The first appearance of butterflies can be traced to Central and western North America. During that time, North America was divided by a vast seaway, separating the continent. Meanwhile, present-day Mexico formed a continuous arc with the United States, Canada, and Russia. The joining of North and South America via the Isthmus of Panama had not yet occurred, but butterflies easily traversed the strait between the two landmasses.
Despite the proximity of South America to Africa, butterflies took a circuitous route, migrating into Asia via the Bering Land Bridge. Once in Asia, they rapidly spread across Southeast Asia, the Middle East, and the Horn of Africa. Remarkably, they even reached India, which was isolated as an island, surrounded by vast expanses of open sea.
The arrival of butterflies in Australia is particularly astonishing. During this period, Australia remained connected to Antarctica, the last remaining part of the supercontinent Pangaea.

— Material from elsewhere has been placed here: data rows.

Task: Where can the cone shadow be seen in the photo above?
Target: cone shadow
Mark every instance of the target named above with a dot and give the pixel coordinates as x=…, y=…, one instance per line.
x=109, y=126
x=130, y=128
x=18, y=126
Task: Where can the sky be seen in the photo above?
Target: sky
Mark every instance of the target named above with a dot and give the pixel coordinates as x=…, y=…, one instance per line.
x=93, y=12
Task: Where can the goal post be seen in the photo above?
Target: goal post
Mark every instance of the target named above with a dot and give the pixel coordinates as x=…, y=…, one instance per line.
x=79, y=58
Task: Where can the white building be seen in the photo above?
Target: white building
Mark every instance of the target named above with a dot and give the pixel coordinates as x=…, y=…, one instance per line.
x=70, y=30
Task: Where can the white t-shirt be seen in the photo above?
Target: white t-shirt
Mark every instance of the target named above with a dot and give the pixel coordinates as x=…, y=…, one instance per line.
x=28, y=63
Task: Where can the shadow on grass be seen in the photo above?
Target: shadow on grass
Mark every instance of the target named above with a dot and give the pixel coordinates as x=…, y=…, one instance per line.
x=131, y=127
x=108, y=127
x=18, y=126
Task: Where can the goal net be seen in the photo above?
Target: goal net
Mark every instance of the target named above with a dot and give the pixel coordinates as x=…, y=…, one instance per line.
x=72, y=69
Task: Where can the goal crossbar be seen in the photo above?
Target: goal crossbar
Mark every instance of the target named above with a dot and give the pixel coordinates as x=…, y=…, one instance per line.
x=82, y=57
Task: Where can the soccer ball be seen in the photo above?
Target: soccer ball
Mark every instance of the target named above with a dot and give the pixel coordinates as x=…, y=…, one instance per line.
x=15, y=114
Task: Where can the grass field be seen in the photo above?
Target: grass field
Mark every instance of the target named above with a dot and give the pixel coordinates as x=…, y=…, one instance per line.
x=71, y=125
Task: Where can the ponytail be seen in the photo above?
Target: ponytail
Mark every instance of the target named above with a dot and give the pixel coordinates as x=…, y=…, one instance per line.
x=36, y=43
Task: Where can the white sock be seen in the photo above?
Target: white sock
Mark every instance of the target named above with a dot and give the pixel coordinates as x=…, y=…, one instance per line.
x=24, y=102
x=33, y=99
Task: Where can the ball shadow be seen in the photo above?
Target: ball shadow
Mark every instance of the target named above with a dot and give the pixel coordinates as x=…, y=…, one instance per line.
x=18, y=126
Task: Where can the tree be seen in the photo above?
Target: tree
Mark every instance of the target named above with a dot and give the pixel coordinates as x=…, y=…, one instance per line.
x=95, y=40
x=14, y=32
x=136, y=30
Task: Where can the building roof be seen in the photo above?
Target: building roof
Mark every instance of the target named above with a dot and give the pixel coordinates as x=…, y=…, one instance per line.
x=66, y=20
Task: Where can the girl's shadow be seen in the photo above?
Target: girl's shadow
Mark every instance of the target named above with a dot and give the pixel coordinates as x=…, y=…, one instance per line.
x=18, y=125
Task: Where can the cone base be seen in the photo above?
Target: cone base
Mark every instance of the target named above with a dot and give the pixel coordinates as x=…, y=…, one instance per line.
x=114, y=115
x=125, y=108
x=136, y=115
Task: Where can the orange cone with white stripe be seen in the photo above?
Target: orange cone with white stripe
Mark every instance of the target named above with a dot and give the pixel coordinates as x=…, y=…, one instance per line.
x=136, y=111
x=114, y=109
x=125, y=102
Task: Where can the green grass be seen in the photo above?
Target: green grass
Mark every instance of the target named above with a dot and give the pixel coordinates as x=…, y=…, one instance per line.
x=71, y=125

It is plausible that butterflies inhabited Antarctica when global temperatures were warmer, allowing them to migrate across the northern edge of the continent into Australia before the separation of the two landmasses.
In the northern regions of western Asia, butterflies resided on the outskirts for a possible duration of up to 45 million years before finally migrating into Europe. The reasons behind this prolonged pause remain unclear, but its impact is still evident today. As Kawahara explains, “Europe doesn’t have many butterfly species compared to other parts of the world, and the ones it does have can often be found elsewhere. Many butterflies in Europe are also found in Siberia and Asia, for example.”
Once butterflies established themselves, they rapidly diversified alongside their plant hosts. By the time dinosaurs became extinct 66 million years ago, nearly all modern butterfly families had emerged, with each family demonstrating a specific affinity for particular groups of plants.
Examining this association over an evolutionary timeline revealed that bean plants were the ancestral hosts for butterflies across various families. This was true not only for the ancestor of all butterflies but also within each family. Over time, bean plants expanded their range of pollinators to include various bees, flies, hummingbirds, and mammals, while butterflies expanded their feeding preferences. According to study co-author Pamela Soltis, the close relationship between butterflies and flowering plants has led to their remarkable diversification, transforming butterflies from a minor offshoot of moths into one of the largest groups of insects worldwide.
The intertwined evolution of butterflies and flowering plants has yielded extraordinary outcomes for both lineages, as stated by Pamela Soltis, a Florida Museum curator and distinguished professor.